Vista de binóculo, a política externa de Donald Trump parece uma doideira ao alienar os parceiros mais fiéis e históricos dos EUA para caminhar de braços dados com a Rússia de Vladimir Putin, capo de uma oligarquia que está sendo recompensada pela invasão de um país vizinho.
Vista com lupa, a doideira é ainda mais assustadora. Para além do vaivém tresloucado das tarifas, os movimentos de Trump sugerem que, sob seu bastão, os EUA desembarcarão de iniciativas ou enfraquecerão organizações que asseguraram alguma ordem e estabilidade mundiais desde a Segunda Guerra. Conselho dos Direitos Humanos da ONU, Organização Mundial da Saúde e Corte Internacional de Justiça são os primeiros na sua lista, mas o plano é desidratar toda e qualquer instituição que represente o grande alvo de Trump: o globalismo.
Contingência de um mundo hiperconectado no qual produção econômica, comércio, comunicações e culturas se entrelaçam, o globalismo é rejeitado pela extrema direita, que o encara como um contraponto do conservadorismo. Ok, tudo isso é teoria que dá pano para anos de debates. Na prática, a estratégia trumpista de puxar o tapete da Ucrânia e peitar antigos aliados visa a se aproximar de Putin e esvaziar a aliança entre Rússia e China, esta sim a grande adversária do poder global dos EUA.
No horizonte do trumpismo, está a crença numa “Europa decadente” e no surgimento de três polos de poder no planeta: Washington, Moscou e Pequim. Paradoxalmente, com sua obsessão pelo isolacionismo do America first, Trump empurra antigos aliados europeus, asiáticos e latino-americanos para os longos braços da China.
A China se mostra pronta para abraçar os deserdados de Washington. A dependência de países com forte exportação agrícola, como Brasil e Argentina, o atacadão global online chinês e o crescente mercado para veículos made in China são a ponta do iceberg. Abaixo da linha d’água, está o surgimento de novos gigantes da tecnologia, como a DeepSeek, cujo modelo barato de desenvolver inteligência artificial retirou, em um só dia, U$ 1 trilhão em valor de mercado das bigs digitais dos EUA.
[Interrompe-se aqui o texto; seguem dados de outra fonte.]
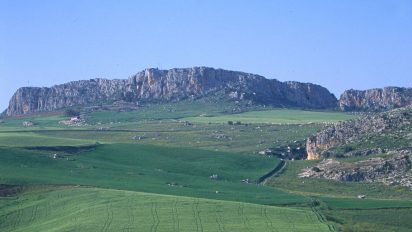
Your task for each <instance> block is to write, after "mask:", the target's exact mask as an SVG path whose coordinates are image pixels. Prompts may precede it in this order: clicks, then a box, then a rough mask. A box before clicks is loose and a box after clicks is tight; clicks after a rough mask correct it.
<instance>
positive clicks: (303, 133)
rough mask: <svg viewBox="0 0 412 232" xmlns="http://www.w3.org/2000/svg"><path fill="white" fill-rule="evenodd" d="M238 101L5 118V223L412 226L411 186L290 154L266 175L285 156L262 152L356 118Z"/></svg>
mask: <svg viewBox="0 0 412 232" xmlns="http://www.w3.org/2000/svg"><path fill="white" fill-rule="evenodd" d="M232 107H233V105H230V106H224V105H215V104H213V103H212V102H211V103H202V104H200V103H199V102H197V103H194V104H193V105H190V104H189V103H187V102H186V103H185V102H179V103H171V104H163V105H151V106H146V107H142V108H141V109H140V110H137V111H131V112H110V111H98V112H92V113H88V112H85V113H84V115H83V116H82V117H83V118H84V119H85V121H84V122H83V123H82V124H81V125H64V124H62V123H59V122H60V121H62V120H67V118H66V117H64V116H63V115H61V114H58V113H56V114H46V115H42V114H40V115H32V116H28V117H22V118H6V119H4V121H3V122H2V123H0V186H1V187H0V228H1V229H2V230H1V231H3V230H4V231H136V230H138V231H368V229H367V228H373V231H408V228H410V226H411V225H410V221H412V220H411V218H410V216H409V215H411V210H412V201H411V199H412V197H411V195H410V191H406V189H403V188H396V187H393V186H386V185H383V184H380V183H370V184H359V183H341V182H336V181H331V180H318V179H305V180H302V179H300V178H297V174H298V173H299V172H300V170H301V169H302V168H305V167H307V166H311V165H314V164H316V162H318V161H306V160H302V161H300V160H296V161H286V166H285V167H284V168H282V169H280V171H279V172H277V173H276V175H275V176H273V177H270V178H269V179H268V180H267V181H265V184H264V185H263V184H256V180H257V179H258V178H259V177H261V176H263V175H265V174H266V173H268V172H270V171H271V170H273V169H275V168H277V167H278V165H279V164H281V163H283V162H280V160H279V159H278V158H276V157H273V156H266V155H259V154H258V152H259V151H262V150H265V149H270V148H279V147H287V146H289V145H294V146H301V144H302V143H304V140H305V139H306V138H307V137H308V136H309V135H311V134H313V133H315V132H316V131H318V130H320V129H321V128H322V127H323V124H324V123H329V122H335V121H339V120H346V119H349V118H352V117H354V116H352V115H349V114H345V113H339V112H315V111H303V110H286V109H264V108H257V109H254V110H255V111H249V112H243V113H238V112H236V113H235V114H234V113H232V112H231V111H230V109H231V108H232ZM24 121H32V122H34V125H33V126H31V127H24V126H23V125H22V123H23V122H24ZM228 121H232V122H233V124H229V123H228ZM237 122H240V123H237ZM55 154H56V156H55ZM211 177H212V178H211ZM2 184H3V185H2ZM4 184H5V185H4ZM10 189H11V190H10ZM16 189H17V190H19V191H17V190H16ZM15 190H16V191H17V192H16V191H15ZM358 194H365V195H366V196H367V199H364V200H360V199H357V197H356V196H357V195H358ZM399 214H401V216H398V215H399Z"/></svg>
O próximo passo da China é a expansão de seu poder militar. Pequim já conta com três porta-aviões, entre os quais o recém-lançado Fujian, que opera em nível equivalente aos mais avançados similares dos EUA. Como a Ucrânia está sendo sacrificada no altar do trumpismo, Pequim ganha confiança de que o mesmo pode acontecer com Taiwan. A ilha tem, ou tinha, apenas os EUA para protegê-la da anunciada intenção chinesa de anexá-la, e, de quebra, abocanhar sua crucial produção de chips de última geração. Se e quando ocorrer a invasão de Taiwan, aí, sim, vamos ver aonde foi parar a nova ordem mundial.